The CWP law states that the CWP law does not change Section 16-23-465, which is the law that those who claim it is illegal to carry in restaurants rely upon. Well, after talking with CWP holders who had CWPs prior to the shall issue CWP law being enacted, I was told by each of the CWP holders I talked with that prior to the shall issue CWP law being enacted, they were allowed to carry in restaurants that served alcoholic beverages.

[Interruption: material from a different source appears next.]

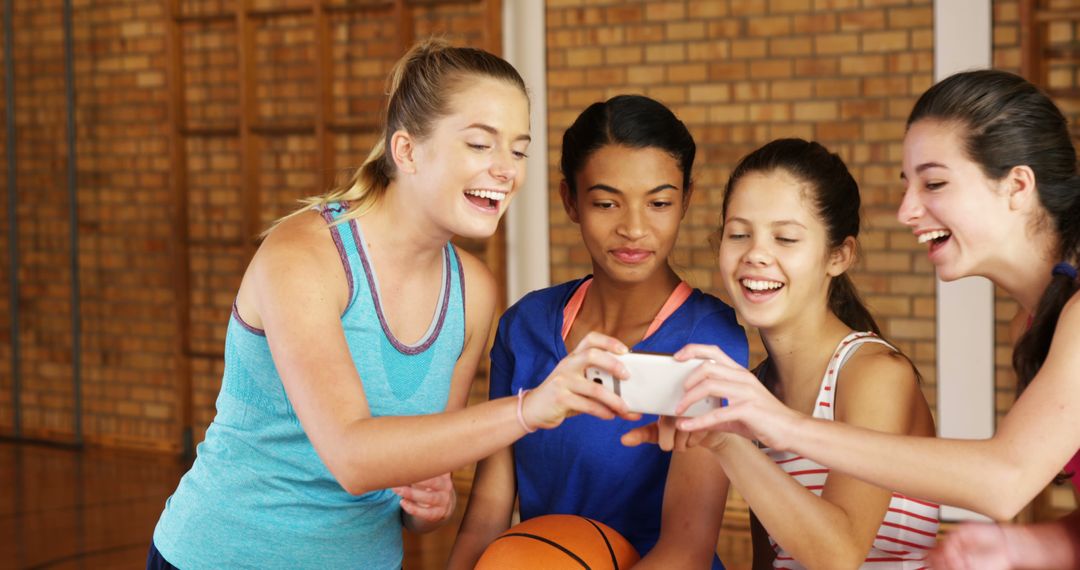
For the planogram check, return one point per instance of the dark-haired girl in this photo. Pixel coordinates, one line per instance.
(626, 165)
(788, 235)
(991, 189)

Hmmmm ...
So, if it was legal to carry in restaurants that serve alcoholic beverages prior to the shall issue CWP law being passed, and the shall issue CWP law stated that nothing changed Section 16-23-465, then why was it suddenly illegal to do so after passage of the shall issue CWP law?
I wrote an analysis of the law on this subject and submitted it to SLED in an effort to get SLED to interpret the law in a pro-gun fashion. Capt. Mark Keel read my analysis and when we talked, he stated that he could not find a flaw in the logic or the law. But, Keel was also unwilling to be the one responsible for changing the legal interpretation of the law. So, Keel sent the GrassRoots analysis to AG Condon. AG Condon decided that the GrassRoots analysis was wrong. You might enjoy reading both the GrassRoots analysis and the AG opinion.
That leaves us where we are now. Even if the GrassRoots interpretation is
correct, the fact that it has been decided that it is illegal to CWP carry in restaurants that serve alcoholic beverages for so many years would be controlling. So, what we might have won years ago on the merits, we have
absolutely lost by now due to passage of time.